The official China news agency said on May 1 that ” ‘The troops are by no means targeted at the students. Under no circumstances will [the troops] harm innocent people, let alone young students.” On the 3rd / 4th of June the government sent thousands of armed troops along with hundreds of military vehicles into the city center. This was done to clear the streets of protesters and hopefully restore order without violence. whilst approaching the crowds, and without warning, they opened fire. Some civilians killed by gunshot, other crushed below tanks and other military vehicles. Nobody knows how many died but estimates range between hundreds to several thousand.

After the protest, the Chinese hunted down people involved in the protests. Thousands of people were unfairly tried and then tortured, executed or put into prison.
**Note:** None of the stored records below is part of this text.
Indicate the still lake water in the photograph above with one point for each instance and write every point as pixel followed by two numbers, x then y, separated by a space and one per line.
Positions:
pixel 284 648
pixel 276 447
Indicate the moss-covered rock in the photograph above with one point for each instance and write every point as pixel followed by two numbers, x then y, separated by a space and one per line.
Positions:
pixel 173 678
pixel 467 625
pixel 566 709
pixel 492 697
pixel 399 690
This is known as the Tiananmen crackdown. The crackdown along with the attacks are a taboo subject in China and has been censored. You can be punished for talking about it in public. However, China’s defense minister, Wei Fenghe was asked a question during a regional forum in Singapore about Tiananmen. He defended the crackdown, stating “That incident was a political turbulence and the central government took measures to stop the turbulence, which is a correct policy,”.